RIYADH (Reuters) – Saudi Arabian billionaire Prince Alwaleed bin Talal was released from detention on Saturday, family sources said, more than two months after he was taken into custody in the kingdom’s sweeping crackdown on corruption.
His release came hours after he told Reuters in an interview at Riyadh’s opulent Ritz-Carlton hotel that he expected to be cleared of any wrongdoing and be freed within days.
A senior Saudi official said Prince Alwaleed’s release had come about after a financial settlement was reached with the attorney general.
“The attorney general has approved this morning the settlement that was reached with Prince Alwaleed bin Talal, and the prince returned home at 1100 A.M.,” the official told Reuters, without giving details on the terms.
But the decision to free him, and the release of several other well-known tycoons on Friday, suggested the main part of the corruption probe was winding down after it sent shockwaves through Saudi Arabia’s business and political establishment.
“He has arrived home,” one source in Prince Alwaleed’s family told Reuters.

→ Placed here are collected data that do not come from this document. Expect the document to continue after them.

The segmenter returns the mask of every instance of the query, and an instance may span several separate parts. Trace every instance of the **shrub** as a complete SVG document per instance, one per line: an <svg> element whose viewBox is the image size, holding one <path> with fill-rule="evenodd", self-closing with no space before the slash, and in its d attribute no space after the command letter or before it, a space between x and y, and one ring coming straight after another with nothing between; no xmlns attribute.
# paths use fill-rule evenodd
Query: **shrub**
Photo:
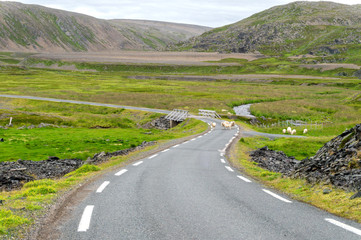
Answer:
<svg viewBox="0 0 361 240"><path fill-rule="evenodd" d="M27 218L16 216L10 210L0 209L0 234L6 234L7 229L30 223Z"/></svg>
<svg viewBox="0 0 361 240"><path fill-rule="evenodd" d="M50 186L38 186L29 188L27 191L24 192L23 196L36 196L36 195L46 195L49 193L56 193L55 188Z"/></svg>
<svg viewBox="0 0 361 240"><path fill-rule="evenodd" d="M51 179L41 179L36 181L31 181L24 184L24 188L33 188L38 186L53 186L55 184L54 180Z"/></svg>
<svg viewBox="0 0 361 240"><path fill-rule="evenodd" d="M99 171L100 169L101 168L98 166L85 164L85 165L81 166L80 168L78 168L77 170L75 170L75 173L96 172L96 171Z"/></svg>

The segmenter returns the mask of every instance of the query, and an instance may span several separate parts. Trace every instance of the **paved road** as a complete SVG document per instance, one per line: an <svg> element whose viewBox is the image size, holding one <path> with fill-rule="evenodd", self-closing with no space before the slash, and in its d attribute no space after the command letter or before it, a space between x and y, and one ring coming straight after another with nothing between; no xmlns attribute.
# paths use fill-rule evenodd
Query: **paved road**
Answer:
<svg viewBox="0 0 361 240"><path fill-rule="evenodd" d="M66 99L57 99L57 98L45 98L45 97L9 95L9 94L0 94L0 97L4 97L4 98L21 98L21 99L30 99L30 100L41 100L41 101L49 101L49 102L74 103L74 104L92 105L92 106L100 106L100 107L124 108L124 109L140 110L140 111L156 112L156 113L164 113L164 114L170 113L170 111L162 110L162 109L131 107L131 106L116 105L116 104L96 103L96 102L86 102L86 101L76 101L76 100L66 100Z"/></svg>
<svg viewBox="0 0 361 240"><path fill-rule="evenodd" d="M237 131L218 122L204 136L89 184L87 197L58 227L60 239L361 239L360 224L291 200L232 169L223 151Z"/></svg>
<svg viewBox="0 0 361 240"><path fill-rule="evenodd" d="M222 150L235 134L237 129L218 124L202 137L105 175L87 186L90 194L59 226L60 239L361 238L359 224L232 169Z"/></svg>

Outside Prince Alwaleed’s Riyadh palace, dozens of cars lined the entrances, as a huge Saudi flag flapped above. Guards cracked jokes and drank coffee. His office said the prince was out visiting family, but declined to give any details.
Prince Alwaleed had been confined at the Ritz-Carlton since early November, along with dozens of other senior officials and businessmen, part of Crown Prince Mohammed bin Salman’s plan to reform oil superpower Saudi Arabia and consolidate his power.
Earlier this week the attorney general said 90 detainees had been released after having their charges dropped, while others had traded cash, real estate and other assets for their freedom. Authorities were still holding 95 people, he said. Some are expected to be put on trial.
On Friday, an official Saudi source said several prominent businessmen have reached financial settlements with authorities, including Waleed al-Ibrahim, owner of regional television network MBC, who was released. Terms of his settlement were not revealed.
Saudi authorities have said they expect to raise some $100 billion for the government through such settlements – a huge windfall for the state, which has seen its finances squeezed by low oil prices.
Allegations against Prince Alwaleed, who is in his early 60s, included money laundering, bribery and extorting officials, a Saudi official told Reuters in November.
In his first interview since he was taken into custody, conducted hours before his release, Prince Alwaleed told Reuters that he was continuing to maintain his innocence of any corruption in talks with authorities.
He said he expected to keep full control of his global investment firm Kingdom Holding Co without being required to give up assets to the government.
The senior Saudi official, asked if the attorney general was convinced of the innocence of Prince Alwaleed, said:
“I will not negate or confirm what he says. Generally this falls back to those who concluded the settlement, and for sure there is no settlement unless there are violations and they are not concluded without the accused admitting it in writing and promising not to repeat it.”
The source declined to give further details, but confirmed that Prince Alwaleed would remain head of the Kingdom Holding.
The release of Prince Alwaleed, whose net worth has been estimated by Forbes magazine at $17 billion, is likely to reassure investors in his global business empire as well as in the Saudi economy broadly.
Directly or indirectly through Kingdom Holding, he holds stakes in firms such as Twitter Inc and Citigroup Inc, and has invested in top hotels including the George V in Paris and the Plaza in New York.
“There are no charges. There are just some discussions between me and the government,” he said in the interview.
Prince Alwaleed appeared greyer and thinner than in his last public appearance, a television interview in October, and had grown a beard while in detention.
“I have nothing to hide at all. I‘m so comfortable, I‘m so relaxed. I shave here, like at home. My barber comes here. I‘m like at home, frankly speaking,” he said.
He granted the 30-minute interview, including a tour of his suite, partly to disprove rumors of mistreatment and of being moved from the hotel to a prison.
Prince Alwaleed showed off the comforts of his gold-accented private office, dining room and kitchen, which was fully stocked with his preferred vegetarian meals.
In the corner of his office sat tennis shoes, which he said he used regularly for exercise. A television played business news programs, and a mug with an image of his own face on it was perched on the desk.
After being released, Prince Alwaleed said, he plans to continue living in Saudi Arabia and to return to the challenge of juggling his global business interests.
“I will not leave Saudi Arabia, for sure. This is my country.”